In general, after the first basic fertility check, if you have been trying with no success for another half a year to a year (depending on your age or egg count), you should have a review with your doctor again.

 

14. How many cycles can one go through for letrozole?

It may be indefinite. However, in general, if the pregnancy was to occur, it should be within 4 to 6 cycles of letrozole (where ovulation is certain).  

 

15. Any side effects in taking Clomid for a long period?

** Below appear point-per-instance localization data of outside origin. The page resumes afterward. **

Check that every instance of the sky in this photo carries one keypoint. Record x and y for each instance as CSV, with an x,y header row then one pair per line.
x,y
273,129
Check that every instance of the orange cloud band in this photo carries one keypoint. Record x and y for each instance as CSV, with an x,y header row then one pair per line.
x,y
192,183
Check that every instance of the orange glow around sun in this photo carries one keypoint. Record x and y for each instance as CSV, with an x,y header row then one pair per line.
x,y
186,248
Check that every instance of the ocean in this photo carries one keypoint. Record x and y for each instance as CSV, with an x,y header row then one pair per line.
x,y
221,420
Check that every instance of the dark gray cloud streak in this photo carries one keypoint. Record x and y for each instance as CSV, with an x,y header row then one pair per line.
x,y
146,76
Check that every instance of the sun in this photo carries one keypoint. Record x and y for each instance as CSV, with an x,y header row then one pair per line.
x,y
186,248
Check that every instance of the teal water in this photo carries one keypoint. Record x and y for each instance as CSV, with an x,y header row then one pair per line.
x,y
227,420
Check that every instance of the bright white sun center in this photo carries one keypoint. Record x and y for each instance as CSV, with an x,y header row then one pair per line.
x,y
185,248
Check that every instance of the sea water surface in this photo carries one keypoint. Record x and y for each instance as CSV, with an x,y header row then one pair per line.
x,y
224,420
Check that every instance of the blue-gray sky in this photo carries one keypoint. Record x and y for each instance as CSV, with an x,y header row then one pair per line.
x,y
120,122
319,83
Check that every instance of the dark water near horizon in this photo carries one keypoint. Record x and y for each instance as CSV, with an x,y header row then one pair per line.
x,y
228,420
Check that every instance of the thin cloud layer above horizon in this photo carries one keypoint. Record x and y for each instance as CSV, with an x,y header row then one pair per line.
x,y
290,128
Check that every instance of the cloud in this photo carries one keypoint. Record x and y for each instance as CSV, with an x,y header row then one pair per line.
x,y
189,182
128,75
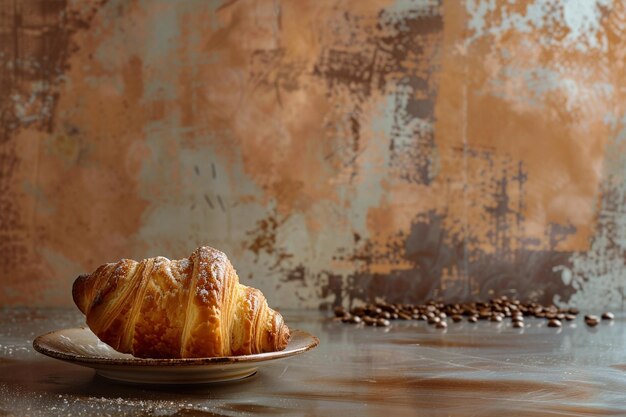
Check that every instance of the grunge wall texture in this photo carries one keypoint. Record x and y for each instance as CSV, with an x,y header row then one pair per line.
x,y
337,150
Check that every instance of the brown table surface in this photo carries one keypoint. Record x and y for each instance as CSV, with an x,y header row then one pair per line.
x,y
410,369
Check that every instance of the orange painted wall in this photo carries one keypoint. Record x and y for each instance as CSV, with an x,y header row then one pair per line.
x,y
336,151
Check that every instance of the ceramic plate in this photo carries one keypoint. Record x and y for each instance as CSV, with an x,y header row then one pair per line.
x,y
81,347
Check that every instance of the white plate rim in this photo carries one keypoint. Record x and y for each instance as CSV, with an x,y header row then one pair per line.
x,y
40,345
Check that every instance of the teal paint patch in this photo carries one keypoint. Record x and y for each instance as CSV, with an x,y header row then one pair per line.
x,y
598,273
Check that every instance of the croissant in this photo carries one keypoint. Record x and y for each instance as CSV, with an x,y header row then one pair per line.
x,y
188,308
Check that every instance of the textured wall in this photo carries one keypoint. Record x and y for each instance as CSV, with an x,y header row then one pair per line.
x,y
336,150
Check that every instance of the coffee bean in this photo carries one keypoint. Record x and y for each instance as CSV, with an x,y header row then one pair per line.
x,y
339,311
369,321
382,322
385,315
358,311
608,316
404,316
554,323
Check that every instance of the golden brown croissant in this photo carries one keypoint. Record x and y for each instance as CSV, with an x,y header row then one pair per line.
x,y
186,308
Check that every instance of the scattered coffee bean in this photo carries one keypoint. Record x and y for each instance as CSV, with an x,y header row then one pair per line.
x,y
358,311
369,321
554,323
592,320
608,316
340,311
382,322
435,312
404,316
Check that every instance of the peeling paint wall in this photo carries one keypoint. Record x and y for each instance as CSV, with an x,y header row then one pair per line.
x,y
336,151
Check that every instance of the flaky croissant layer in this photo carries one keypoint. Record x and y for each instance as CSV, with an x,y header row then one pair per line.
x,y
188,308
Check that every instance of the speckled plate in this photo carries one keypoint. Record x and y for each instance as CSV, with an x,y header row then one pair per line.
x,y
81,347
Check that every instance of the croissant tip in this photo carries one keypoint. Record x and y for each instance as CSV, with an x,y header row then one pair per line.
x,y
78,293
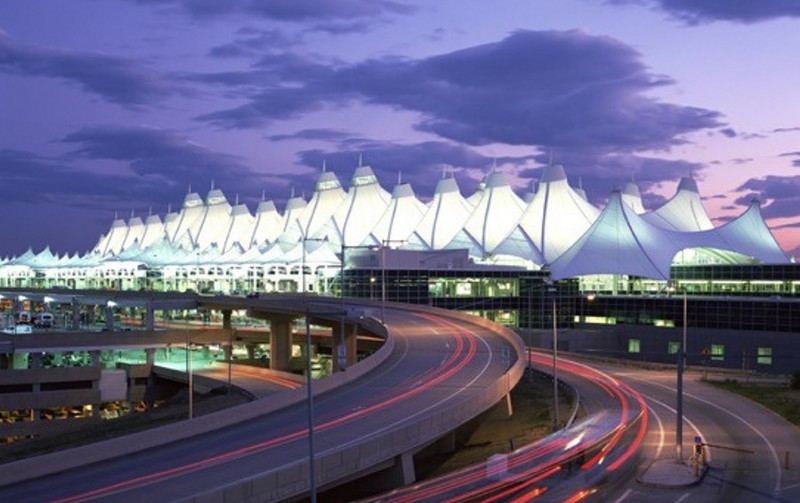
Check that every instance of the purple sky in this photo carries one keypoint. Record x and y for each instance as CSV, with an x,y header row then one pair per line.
x,y
112,106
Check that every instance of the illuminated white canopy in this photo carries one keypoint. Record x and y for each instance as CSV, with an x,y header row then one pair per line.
x,y
683,212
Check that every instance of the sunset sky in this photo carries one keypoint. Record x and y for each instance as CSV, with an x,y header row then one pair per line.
x,y
112,105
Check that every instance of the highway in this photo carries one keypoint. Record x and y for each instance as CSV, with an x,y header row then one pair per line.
x,y
747,463
436,363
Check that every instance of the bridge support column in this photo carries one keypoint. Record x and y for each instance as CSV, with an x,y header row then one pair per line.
x,y
76,315
345,339
150,317
280,343
109,318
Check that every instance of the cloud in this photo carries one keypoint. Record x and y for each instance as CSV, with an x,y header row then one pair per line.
x,y
795,162
320,134
564,90
335,16
163,157
420,164
693,12
781,192
117,80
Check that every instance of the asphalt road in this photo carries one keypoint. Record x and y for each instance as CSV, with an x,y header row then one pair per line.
x,y
434,364
747,464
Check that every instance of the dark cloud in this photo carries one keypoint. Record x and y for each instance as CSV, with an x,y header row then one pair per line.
x,y
559,90
162,156
254,43
420,164
117,80
782,193
694,12
795,162
321,134
335,16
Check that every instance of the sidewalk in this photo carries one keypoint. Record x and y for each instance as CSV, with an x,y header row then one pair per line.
x,y
668,473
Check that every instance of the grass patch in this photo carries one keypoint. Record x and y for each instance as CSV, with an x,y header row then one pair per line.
x,y
776,397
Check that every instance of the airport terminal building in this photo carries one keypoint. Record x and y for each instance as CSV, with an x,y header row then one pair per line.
x,y
614,279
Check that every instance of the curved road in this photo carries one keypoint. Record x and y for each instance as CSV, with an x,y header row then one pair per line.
x,y
436,362
747,463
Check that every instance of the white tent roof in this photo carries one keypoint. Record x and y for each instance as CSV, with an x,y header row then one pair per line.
x,y
153,230
359,212
557,216
684,212
495,215
215,220
240,228
620,242
400,218
269,224
749,235
115,238
444,217
632,197
189,218
135,232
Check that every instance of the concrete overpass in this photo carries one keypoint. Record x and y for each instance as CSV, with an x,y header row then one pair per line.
x,y
437,370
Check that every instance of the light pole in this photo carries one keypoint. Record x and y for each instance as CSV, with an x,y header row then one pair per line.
x,y
680,368
310,397
555,361
384,243
191,381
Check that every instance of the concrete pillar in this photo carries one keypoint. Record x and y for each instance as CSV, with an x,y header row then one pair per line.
x,y
344,346
19,361
109,318
150,317
280,343
76,315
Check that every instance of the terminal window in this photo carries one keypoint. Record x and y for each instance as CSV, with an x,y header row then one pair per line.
x,y
764,356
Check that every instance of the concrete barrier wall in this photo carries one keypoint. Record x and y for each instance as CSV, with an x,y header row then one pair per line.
x,y
48,464
293,480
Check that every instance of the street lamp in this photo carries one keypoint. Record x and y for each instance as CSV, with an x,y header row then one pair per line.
x,y
303,264
680,368
384,243
555,360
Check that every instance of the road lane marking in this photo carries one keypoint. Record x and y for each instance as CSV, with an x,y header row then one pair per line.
x,y
624,495
686,419
772,450
662,434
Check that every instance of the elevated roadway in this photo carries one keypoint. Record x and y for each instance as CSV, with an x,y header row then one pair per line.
x,y
438,370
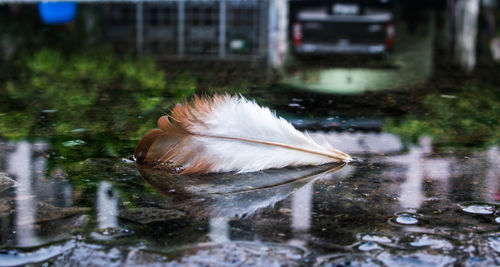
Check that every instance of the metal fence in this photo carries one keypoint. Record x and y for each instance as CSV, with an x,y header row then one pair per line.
x,y
193,29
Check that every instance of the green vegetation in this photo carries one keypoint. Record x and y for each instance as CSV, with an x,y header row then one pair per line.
x,y
470,117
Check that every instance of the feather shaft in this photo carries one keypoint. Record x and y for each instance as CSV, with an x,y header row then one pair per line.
x,y
342,157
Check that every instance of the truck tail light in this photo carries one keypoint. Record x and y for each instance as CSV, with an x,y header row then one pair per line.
x,y
297,34
390,31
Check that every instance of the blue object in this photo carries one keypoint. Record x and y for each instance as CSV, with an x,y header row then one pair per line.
x,y
57,12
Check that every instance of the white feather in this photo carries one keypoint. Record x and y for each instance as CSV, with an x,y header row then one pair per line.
x,y
219,139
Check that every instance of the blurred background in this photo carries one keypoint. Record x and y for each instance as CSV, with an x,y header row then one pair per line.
x,y
410,87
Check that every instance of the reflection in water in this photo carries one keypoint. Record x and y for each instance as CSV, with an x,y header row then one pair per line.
x,y
419,169
219,229
230,195
465,15
301,208
19,164
107,206
493,173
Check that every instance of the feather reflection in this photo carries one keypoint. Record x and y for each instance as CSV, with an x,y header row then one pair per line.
x,y
230,194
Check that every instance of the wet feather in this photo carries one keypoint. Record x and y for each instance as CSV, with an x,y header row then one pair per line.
x,y
230,133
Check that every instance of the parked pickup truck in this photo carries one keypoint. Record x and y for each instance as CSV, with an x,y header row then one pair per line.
x,y
342,27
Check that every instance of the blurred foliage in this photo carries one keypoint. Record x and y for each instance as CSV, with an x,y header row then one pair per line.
x,y
92,95
470,117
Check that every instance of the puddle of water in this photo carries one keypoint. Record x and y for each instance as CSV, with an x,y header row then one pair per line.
x,y
478,208
71,194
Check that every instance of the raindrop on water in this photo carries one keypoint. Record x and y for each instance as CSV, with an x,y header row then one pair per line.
x,y
407,218
478,208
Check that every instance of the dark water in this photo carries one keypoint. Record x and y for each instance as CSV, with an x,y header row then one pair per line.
x,y
424,189
72,195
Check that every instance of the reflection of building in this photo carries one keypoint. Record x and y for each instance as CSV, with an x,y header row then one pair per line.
x,y
192,29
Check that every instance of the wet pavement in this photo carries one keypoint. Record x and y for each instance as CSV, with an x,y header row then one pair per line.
x,y
399,203
424,189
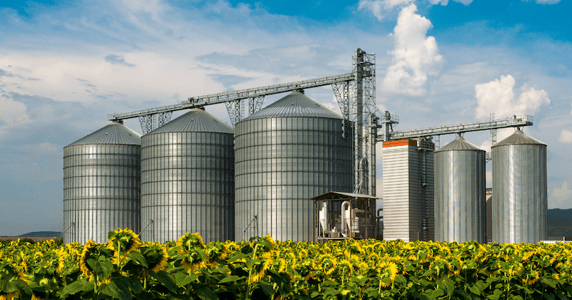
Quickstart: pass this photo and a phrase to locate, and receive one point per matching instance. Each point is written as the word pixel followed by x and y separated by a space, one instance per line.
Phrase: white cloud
pixel 561 198
pixel 415 56
pixel 565 137
pixel 445 2
pixel 498 97
pixel 544 1
pixel 12 114
pixel 379 8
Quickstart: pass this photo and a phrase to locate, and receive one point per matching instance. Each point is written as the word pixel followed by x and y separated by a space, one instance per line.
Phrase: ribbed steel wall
pixel 520 201
pixel 101 184
pixel 460 193
pixel 286 154
pixel 187 181
pixel 406 202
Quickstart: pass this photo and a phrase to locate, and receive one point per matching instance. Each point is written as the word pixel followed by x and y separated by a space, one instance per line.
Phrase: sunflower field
pixel 127 268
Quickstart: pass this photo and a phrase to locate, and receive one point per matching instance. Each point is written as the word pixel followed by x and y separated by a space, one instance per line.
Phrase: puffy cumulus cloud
pixel 561 197
pixel 544 1
pixel 415 56
pixel 445 2
pixel 498 97
pixel 565 137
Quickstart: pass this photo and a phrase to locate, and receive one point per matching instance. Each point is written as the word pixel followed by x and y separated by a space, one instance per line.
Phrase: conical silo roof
pixel 459 144
pixel 196 120
pixel 295 104
pixel 111 134
pixel 519 138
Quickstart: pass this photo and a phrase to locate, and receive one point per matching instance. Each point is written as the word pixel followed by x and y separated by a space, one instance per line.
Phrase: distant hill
pixel 42 233
pixel 559 222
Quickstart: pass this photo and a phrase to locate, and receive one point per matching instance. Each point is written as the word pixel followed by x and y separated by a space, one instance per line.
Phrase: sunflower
pixel 123 240
pixel 532 278
pixel 61 260
pixel 9 296
pixel 85 255
pixel 328 265
pixel 156 256
pixel 345 266
pixel 189 241
pixel 387 270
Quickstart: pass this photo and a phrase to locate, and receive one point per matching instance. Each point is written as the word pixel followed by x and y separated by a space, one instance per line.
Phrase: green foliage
pixel 264 269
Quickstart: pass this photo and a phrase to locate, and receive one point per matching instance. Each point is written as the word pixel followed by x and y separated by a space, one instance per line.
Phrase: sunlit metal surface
pixel 187 180
pixel 286 154
pixel 460 189
pixel 520 200
pixel 101 184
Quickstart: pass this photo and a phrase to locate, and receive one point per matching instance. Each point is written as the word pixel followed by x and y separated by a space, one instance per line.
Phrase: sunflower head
pixel 87 253
pixel 190 241
pixel 123 240
pixel 156 256
pixel 387 272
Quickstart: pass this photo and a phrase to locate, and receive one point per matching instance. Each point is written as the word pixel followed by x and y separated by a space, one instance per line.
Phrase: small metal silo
pixel 460 192
pixel 187 179
pixel 101 184
pixel 287 153
pixel 520 202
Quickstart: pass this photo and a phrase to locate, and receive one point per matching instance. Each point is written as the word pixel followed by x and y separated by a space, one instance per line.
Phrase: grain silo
pixel 287 153
pixel 408 190
pixel 520 201
pixel 460 188
pixel 187 179
pixel 101 184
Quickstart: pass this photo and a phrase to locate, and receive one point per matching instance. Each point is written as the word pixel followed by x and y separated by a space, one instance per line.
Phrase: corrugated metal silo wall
pixel 520 199
pixel 460 187
pixel 407 203
pixel 187 185
pixel 101 191
pixel 281 163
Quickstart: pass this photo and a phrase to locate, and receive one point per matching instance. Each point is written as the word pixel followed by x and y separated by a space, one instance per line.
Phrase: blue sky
pixel 65 65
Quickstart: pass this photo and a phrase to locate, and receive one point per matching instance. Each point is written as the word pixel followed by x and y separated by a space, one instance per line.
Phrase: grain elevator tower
pixel 408 190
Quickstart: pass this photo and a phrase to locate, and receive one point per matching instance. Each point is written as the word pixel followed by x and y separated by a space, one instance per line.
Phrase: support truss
pixel 342 94
pixel 255 104
pixel 235 111
pixel 154 121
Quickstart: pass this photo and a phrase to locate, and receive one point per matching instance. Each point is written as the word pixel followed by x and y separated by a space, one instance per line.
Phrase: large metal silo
pixel 187 179
pixel 287 153
pixel 101 184
pixel 460 192
pixel 520 200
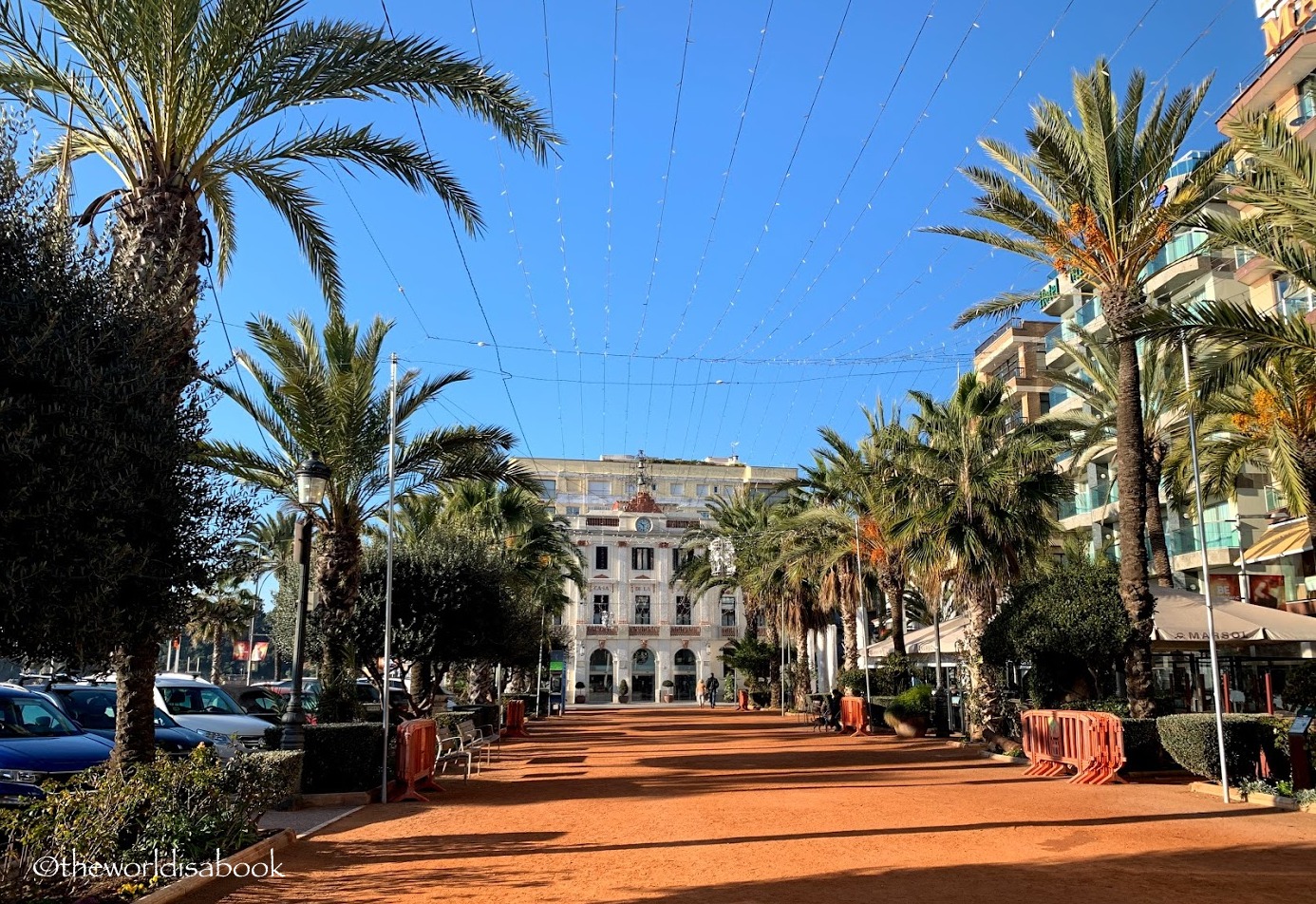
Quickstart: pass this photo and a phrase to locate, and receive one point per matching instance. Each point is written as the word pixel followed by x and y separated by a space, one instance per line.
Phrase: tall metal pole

Long duration of Clomid (up to 9-12 cycles) may be associated with borderline ovarian tumours.

 

16. How long does an IVF treatment take? What can I do after a failed IVF treatment?

A short antagonist IVF cycle will usually be completed within a monthly cycle. You should discuss with your spouse, IVF doctor and sometimes the embryologist, to make an informed decision regarding your next step.

 

17. Are there any further tests that can be done to investigate why I have multiple failed transfers?

There is a multitude of tests that may be done and these should be discussed with your doctor. In general, multiple failed transfers may be attributed to the genetic viability of the embryos, which we usually can't do anything about, except for the selection of genetically normal ones (if we have a sufficient number of embryos for screening in the first place). Tests on the health and suitability of the womb and its lining for embryo implantation may be done and treatment recommended to optimise conditions for future transfers.